📐

Key Topics in Linear Algebra Course

Sep 18, 2024

NPTEL Lecture on Linear Algebra

Course Introduction

  • Fundamental course in both pure and applied mathematics.
  • Essential for problems in engineering and various disciplines.
  • Focus on proving theorems and understanding linear algebra concepts.
  • Course divided into 13 modules.
  • Recommended books:
    • Paul Halmos: Finite Dimensional Vector Spaces (Springer, 2011)
    • Hoffman and Kunze: Linear Algebra (Prentice Hall, 2004)

Module Overview

Module 1: Systems of Linear Equations

  • Lectures 2-7
  • Elementary row operations and equivalence of systems.
  • Gaussian elimination process.
  • Row reduced echelon matrices and elementary matrices.
  • Homogeneous and non-homogeneous equations.
  • Characterizing solutions using matrix invertibility.

Module 2: Vector Spaces

  • Lectures 8-10
  • Axiomatic definition and examples.
  • Subspaces and spanning sets.
  • Linear independence of vectors.

Module 3: Basis and Dimension

  • Lectures 10-13
  • Linear dependence and independence.
  • Spanning subsets and basis.
  • Determining the dimension of subspaces.

Module 4: Linear Transformations

  • Lectures 14-18
  • Definition and examples.
  • Null space and range space.
  • Rank Nullity Dimension Theorem.
  • Row rank and column rank.

Module 5: Matrix of a Linear Transformation

  • Lectures 18-20
  • Matrix representation of a vector and linear transformations.
  • Composition and inverse transformations.
  • Similarity transformations.

Module 6: Linear Functionals and Dual Spaces

  • Lectures 21-25
  • Linear functional and representation theorem.
  • Dual space and dual basis.
  • Annihilators and double annihilators.

Module 7: Eigenvalues and Eigenvectors

  • Lectures 26-29
  • Matrix formulation and diagonalizability.
  • Characteristic polynomial and eigenspaces.
  • Minimal polynomial and Cayley Hamilton theorem.

Module 8: Invariant Subspaces and Triangulability

  • Lectures 30-32
  • Invariant subspaces and T-conductor.
  • Triangulability vs diagonalizability.
  • Projection operators.

Module 9: Direct Sum Decompositions

  • Lectures 33-34
  • Direct sum decompositions of vector spaces.
  • Invariance and diagonalizability.

Module 10: Primary and Cyclic Decomposition Theorems

  • Lectures 35-38
  • Primary decomposition theorem.
  • Jordan decomposition and cyclic decomposition.

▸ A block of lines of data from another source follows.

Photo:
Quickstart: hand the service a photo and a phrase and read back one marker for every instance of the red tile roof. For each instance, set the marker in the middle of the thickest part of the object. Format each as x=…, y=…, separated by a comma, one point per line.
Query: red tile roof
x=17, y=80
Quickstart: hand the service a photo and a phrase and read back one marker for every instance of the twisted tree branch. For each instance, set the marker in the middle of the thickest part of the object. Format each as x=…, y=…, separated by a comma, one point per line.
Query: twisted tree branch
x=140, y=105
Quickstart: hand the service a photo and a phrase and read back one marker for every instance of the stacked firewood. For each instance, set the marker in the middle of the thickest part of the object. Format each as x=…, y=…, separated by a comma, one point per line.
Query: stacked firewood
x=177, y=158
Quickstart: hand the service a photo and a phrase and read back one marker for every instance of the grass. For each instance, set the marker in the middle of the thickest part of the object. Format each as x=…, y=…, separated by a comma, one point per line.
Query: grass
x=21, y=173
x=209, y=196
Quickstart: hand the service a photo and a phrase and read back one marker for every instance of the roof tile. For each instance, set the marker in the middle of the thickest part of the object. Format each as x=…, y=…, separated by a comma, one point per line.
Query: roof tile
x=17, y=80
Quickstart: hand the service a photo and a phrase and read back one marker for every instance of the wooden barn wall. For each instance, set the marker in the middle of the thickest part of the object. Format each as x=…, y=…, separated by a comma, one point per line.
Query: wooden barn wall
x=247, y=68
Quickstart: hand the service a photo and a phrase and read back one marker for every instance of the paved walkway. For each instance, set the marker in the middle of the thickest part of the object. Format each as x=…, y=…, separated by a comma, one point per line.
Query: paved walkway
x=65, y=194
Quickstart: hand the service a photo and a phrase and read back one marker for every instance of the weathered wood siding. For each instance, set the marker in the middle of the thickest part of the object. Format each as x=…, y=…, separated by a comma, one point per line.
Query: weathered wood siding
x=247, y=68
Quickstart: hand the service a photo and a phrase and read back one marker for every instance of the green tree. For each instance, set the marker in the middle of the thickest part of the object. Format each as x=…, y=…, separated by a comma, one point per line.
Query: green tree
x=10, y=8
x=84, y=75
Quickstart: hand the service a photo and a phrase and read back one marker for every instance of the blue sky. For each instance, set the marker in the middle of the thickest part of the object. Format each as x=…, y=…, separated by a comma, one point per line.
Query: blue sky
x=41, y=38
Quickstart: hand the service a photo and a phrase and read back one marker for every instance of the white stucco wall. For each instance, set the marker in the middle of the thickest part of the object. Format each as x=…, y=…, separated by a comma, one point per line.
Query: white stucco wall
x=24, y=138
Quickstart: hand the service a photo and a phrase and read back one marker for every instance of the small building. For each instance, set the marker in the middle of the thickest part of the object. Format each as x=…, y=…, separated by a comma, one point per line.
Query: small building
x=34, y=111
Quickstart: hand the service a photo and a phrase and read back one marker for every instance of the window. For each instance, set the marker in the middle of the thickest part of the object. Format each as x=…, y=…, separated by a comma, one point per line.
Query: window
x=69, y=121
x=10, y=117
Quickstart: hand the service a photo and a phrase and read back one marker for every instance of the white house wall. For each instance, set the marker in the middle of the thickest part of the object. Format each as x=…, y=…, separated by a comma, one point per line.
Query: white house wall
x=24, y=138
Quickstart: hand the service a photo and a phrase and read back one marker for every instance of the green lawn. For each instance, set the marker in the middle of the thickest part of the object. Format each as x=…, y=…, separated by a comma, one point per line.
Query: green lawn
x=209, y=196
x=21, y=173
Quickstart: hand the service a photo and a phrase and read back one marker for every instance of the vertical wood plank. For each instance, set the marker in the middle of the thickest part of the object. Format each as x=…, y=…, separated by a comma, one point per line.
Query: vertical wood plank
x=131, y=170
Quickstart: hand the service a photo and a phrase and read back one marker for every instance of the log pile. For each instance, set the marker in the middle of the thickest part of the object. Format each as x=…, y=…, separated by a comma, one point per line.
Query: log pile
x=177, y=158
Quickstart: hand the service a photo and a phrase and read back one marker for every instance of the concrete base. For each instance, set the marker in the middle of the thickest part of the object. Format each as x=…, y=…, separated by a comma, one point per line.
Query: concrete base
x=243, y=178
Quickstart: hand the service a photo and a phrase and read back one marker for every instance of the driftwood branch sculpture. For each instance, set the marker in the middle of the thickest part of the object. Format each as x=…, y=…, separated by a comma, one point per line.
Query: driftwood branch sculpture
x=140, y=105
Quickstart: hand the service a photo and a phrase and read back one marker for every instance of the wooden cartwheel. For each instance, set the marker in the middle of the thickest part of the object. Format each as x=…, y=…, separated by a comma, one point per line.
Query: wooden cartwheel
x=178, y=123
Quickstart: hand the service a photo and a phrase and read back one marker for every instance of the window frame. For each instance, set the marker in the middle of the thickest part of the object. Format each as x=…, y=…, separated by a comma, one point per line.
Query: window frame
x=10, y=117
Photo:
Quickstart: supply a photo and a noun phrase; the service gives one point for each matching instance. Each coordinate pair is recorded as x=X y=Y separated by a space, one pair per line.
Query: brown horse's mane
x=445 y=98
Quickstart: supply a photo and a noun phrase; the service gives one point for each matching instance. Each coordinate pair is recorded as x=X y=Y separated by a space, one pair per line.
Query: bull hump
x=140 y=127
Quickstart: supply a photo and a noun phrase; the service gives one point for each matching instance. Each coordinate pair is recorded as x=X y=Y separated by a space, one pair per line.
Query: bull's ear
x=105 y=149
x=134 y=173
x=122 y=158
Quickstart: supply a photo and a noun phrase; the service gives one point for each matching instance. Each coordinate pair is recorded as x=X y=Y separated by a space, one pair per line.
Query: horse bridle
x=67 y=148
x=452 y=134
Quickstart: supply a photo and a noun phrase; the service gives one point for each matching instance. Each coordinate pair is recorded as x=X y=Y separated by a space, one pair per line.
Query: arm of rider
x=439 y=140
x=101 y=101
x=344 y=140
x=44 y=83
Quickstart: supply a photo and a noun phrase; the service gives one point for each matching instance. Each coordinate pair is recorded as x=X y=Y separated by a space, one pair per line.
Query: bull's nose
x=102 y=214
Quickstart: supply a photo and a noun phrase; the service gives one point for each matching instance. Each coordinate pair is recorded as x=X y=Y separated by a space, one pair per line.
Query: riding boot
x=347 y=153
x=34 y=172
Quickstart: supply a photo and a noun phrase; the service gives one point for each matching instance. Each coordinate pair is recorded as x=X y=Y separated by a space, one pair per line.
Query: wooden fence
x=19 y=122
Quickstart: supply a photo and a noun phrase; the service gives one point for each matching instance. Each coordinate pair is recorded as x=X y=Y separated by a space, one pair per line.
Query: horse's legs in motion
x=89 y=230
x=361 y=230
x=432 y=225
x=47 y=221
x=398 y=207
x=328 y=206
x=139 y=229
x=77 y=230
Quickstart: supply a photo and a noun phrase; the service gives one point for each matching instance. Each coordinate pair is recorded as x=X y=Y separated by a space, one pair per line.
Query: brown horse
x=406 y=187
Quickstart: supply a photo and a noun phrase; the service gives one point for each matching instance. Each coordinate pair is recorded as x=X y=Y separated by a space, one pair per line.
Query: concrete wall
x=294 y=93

Module 11: Inner Product Spaces

  • Lectures 39-42
  • Inner product and norm of vector spaces.
  • Orthogonality, orthonormality.
  • Gram-Schmidt process and QR decomposition.

Module 12: Best Approximation

  • Lectures 43-45
  • Best approximation in inner product spaces.
  • Least square solutions and orthogonal projections.

Module 13: Adjoint of an Operator

  • Lectures 46-47
  • Adjoint operator properties.
  • Inner product space isomorphisms.

Module 14: Self-Adjoint, Normal, and Unitary Operators

  • Lectures 48 onwards
  • Unitary operators and unitary equivalence.
  • Self-adjoint operators and spectral theorem.
  • Normal operators and spectral theorem.

Conclusion

  • The course will cover all essential topics in a first course on linear algebra.
  • Detailed study and examples provided throughout the 14 modules.
  • Actual lectures will begin from the next session.